(The Center Square) - California Gov. Gavin Newsom announced billions of dollars in energy rebates for homeowners to offset ballooning energy prices that critics say amounts to "peanuts" to distract from utility costs.
California energy prices are double the national average, and ratepayers for the state’s two largest utilities are paying double what they paid 10 years ago and more than 50% more than in 2021.
“Thousands of dollars are now available for California homeowners to install heat pumps, making your home more energy-efficient and reducing your energy bills by hundreds of dollars each year,” said Newsom in his rebate announcement. “With these new rebates made possible by the Biden-Harris administration, Californians can save money and take real climate action.”
The new rebates offer up to $8,000 for heat pump systems for single-family homes, whose households make up 56% of Californians and whose owners are substantially more likely to vote, according to polling.
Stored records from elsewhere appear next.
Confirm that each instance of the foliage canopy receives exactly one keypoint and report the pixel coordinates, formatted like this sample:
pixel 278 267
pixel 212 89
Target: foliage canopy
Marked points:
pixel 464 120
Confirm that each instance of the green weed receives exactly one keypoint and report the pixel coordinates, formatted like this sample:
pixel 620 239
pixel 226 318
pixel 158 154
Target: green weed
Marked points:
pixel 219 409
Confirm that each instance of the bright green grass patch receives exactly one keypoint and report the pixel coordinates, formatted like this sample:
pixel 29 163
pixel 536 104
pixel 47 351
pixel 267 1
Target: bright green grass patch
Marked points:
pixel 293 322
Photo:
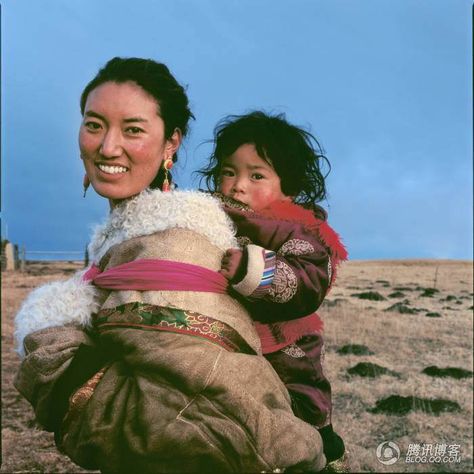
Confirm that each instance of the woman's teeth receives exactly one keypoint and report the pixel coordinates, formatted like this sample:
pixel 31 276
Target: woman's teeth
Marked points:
pixel 112 169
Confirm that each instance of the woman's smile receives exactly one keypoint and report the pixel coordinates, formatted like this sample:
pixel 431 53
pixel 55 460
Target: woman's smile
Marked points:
pixel 122 140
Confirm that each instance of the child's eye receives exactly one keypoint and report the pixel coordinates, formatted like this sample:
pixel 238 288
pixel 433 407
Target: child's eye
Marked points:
pixel 134 130
pixel 92 126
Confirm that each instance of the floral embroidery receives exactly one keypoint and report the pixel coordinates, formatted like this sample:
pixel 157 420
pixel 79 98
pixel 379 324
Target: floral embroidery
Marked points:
pixel 294 351
pixel 284 283
pixel 296 247
pixel 152 317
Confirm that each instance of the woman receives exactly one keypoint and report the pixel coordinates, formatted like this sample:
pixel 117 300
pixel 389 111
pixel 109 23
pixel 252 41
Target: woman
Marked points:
pixel 154 368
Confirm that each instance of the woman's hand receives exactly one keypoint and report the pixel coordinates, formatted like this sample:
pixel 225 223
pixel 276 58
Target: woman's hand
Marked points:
pixel 232 265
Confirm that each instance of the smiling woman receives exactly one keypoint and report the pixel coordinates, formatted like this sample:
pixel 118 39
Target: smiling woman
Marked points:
pixel 144 362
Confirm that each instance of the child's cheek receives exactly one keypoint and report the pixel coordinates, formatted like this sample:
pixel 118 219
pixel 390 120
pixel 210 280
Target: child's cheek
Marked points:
pixel 261 199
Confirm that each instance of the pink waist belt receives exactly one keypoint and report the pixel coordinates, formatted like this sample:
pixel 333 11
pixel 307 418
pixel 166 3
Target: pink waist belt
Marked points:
pixel 156 274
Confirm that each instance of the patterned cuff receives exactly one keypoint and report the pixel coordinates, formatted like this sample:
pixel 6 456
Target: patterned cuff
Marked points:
pixel 260 272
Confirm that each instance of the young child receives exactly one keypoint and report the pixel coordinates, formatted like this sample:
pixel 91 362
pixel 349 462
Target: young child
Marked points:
pixel 268 177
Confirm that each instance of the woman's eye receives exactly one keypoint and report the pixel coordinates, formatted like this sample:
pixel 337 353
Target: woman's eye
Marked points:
pixel 134 130
pixel 93 126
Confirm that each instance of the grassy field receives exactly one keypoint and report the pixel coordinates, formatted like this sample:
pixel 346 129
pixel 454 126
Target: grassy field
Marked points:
pixel 385 323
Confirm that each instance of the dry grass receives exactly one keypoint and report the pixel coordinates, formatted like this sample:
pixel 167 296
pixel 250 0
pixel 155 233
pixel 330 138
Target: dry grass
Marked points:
pixel 405 343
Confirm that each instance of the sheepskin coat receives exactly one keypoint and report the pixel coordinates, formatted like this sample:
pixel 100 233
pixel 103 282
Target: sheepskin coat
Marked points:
pixel 138 399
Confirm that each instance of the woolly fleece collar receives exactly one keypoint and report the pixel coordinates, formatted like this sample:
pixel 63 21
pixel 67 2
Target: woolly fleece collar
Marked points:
pixel 154 211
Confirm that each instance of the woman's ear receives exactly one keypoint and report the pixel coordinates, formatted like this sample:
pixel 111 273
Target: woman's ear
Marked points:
pixel 173 143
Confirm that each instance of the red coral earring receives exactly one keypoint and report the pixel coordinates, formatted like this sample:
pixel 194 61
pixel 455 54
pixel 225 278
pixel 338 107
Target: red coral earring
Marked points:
pixel 167 165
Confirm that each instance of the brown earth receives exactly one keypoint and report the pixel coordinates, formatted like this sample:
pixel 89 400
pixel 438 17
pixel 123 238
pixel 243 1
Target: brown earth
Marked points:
pixel 400 342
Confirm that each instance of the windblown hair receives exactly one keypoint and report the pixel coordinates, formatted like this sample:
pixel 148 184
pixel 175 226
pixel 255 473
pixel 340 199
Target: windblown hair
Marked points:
pixel 155 79
pixel 295 154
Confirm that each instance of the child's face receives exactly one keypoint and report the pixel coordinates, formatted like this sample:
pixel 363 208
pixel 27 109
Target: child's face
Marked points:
pixel 247 178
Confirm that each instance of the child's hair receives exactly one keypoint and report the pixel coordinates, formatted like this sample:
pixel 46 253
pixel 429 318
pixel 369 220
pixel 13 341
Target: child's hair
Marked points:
pixel 294 153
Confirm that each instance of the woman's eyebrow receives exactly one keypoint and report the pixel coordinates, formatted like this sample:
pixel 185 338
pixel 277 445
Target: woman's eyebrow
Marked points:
pixel 91 113
pixel 135 119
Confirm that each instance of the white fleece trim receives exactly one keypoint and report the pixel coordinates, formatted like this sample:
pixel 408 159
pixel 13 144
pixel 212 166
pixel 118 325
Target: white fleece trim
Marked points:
pixel 255 268
pixel 55 304
pixel 154 211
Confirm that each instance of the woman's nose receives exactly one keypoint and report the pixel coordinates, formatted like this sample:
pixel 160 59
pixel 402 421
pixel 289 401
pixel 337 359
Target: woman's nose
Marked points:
pixel 111 145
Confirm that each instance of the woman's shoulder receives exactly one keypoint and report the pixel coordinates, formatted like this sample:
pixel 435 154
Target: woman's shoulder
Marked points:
pixel 155 211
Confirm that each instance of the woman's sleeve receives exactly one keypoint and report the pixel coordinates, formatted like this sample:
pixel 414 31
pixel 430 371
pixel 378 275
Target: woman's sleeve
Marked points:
pixel 50 331
pixel 296 276
pixel 43 377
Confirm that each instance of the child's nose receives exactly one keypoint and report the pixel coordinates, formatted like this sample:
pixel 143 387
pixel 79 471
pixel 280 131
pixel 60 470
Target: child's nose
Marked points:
pixel 239 185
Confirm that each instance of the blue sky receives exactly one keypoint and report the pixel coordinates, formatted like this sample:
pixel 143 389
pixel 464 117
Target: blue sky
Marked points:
pixel 385 85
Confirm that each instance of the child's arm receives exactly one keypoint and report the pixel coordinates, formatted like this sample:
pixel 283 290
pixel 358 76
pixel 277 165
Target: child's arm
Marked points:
pixel 294 279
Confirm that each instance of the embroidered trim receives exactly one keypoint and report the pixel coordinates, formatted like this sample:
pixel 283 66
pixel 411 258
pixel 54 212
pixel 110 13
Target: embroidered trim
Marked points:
pixel 78 401
pixel 267 274
pixel 294 351
pixel 296 247
pixel 243 241
pixel 329 271
pixel 232 203
pixel 284 284
pixel 162 318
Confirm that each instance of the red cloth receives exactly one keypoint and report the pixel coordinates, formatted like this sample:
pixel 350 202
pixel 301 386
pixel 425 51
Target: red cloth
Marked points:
pixel 156 274
pixel 270 228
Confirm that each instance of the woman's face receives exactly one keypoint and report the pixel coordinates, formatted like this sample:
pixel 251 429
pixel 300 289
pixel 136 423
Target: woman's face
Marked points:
pixel 122 140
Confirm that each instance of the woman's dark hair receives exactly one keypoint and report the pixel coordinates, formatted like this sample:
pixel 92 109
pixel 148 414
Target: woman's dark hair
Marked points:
pixel 294 153
pixel 155 79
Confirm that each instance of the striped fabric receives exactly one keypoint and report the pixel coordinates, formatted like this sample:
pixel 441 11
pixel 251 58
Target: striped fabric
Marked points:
pixel 269 258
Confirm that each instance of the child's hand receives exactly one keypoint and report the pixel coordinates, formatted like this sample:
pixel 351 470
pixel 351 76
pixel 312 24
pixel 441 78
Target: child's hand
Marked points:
pixel 231 262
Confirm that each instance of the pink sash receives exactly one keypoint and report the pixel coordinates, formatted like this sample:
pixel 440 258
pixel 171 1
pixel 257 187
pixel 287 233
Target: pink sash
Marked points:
pixel 156 274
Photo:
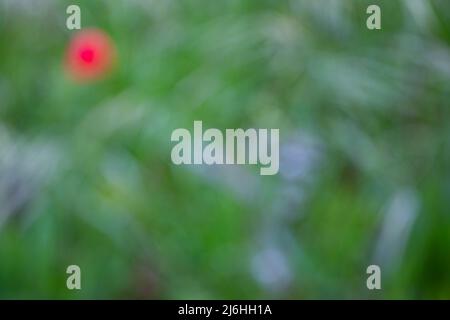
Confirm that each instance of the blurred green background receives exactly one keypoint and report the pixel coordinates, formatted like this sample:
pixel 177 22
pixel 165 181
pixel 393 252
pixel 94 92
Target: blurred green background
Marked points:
pixel 86 176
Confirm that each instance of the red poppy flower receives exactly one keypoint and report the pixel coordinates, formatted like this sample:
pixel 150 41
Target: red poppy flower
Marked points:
pixel 90 55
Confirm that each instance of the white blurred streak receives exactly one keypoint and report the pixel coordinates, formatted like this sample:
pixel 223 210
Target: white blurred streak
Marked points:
pixel 270 268
pixel 400 216
pixel 299 157
pixel 24 168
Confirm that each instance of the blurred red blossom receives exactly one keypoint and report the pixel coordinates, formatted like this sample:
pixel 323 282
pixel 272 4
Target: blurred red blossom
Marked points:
pixel 90 55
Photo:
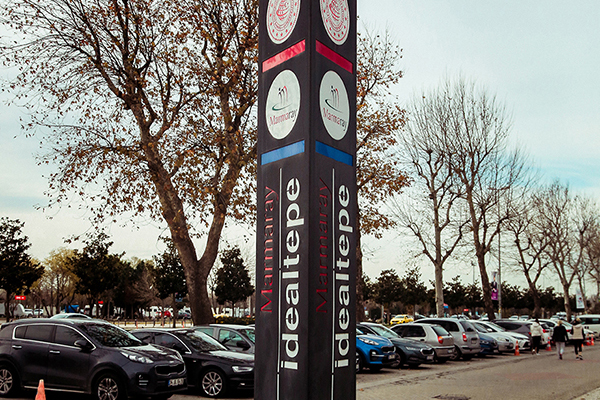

The average heat pump system costs over $12,000 after rebates, according to Carbon Switch, though these estimates do not appear to yet count the newly announced rebates.
Critics argue the rebates are a marginal handout compared to rising energy costs — the typical Los Angeles electricity customer pays $185 per month for energy, and rates are expected to keep rising, especially with Newsom's plan for electricity to be 90% renewable by 2035 and 100% by 2045.
“This is turning into a pattern for Newsom - drive costs through the roof, then give people peanuts so it looks like he’s concerned with affordability,” said California Assembly Republican Leader James Gallagher, R-Yuba City, to The Center Square. “Nobody is fooled - Californians pay the highest cost of living as a direct result of Newsom’s policies. A few crumbs from the governor isn’t going to change anyone’s mind.”
In addition to the homeowner rebates, California ratepayers get two $71 payments per year from the carbon credit system credited to their utility bills, or an average of $11.3 per month. However, because utilities have to purchase credits when they use natural gas for energy, and pass those costs onto consumers, these partial refunds do little to offset rapid rate increases.
California currently gets 45% of its power from natural gas, an energy source in California that is one-third cheaper than the national average but is the governor’s top target for phasing out through renewable energy.
California solar energy has already received over $100 billion in investments, while reaching the state’s wind energy goals could cost over $300 billion. Expanding California’s ports to handle the construction of offshore wind farms is expected to cost $12 billion alone, in addition to tens of billions of dollars of transmission line upgrades.
Water power from dams, one of the most cost-effective and most reliable forms of renewable energy, has also been targeted by the governor, who has authorized the largest dam removals in U.S. history.
At the start of November, Newsom signed an executive order for the state to examine why the state's electricity costs double the national average, seek more federal funding, shift more costs for electric companies currently paid for by users to state or federal taxpayers, and increase biannual cash transfers to consumers from the state’s carbon credit system.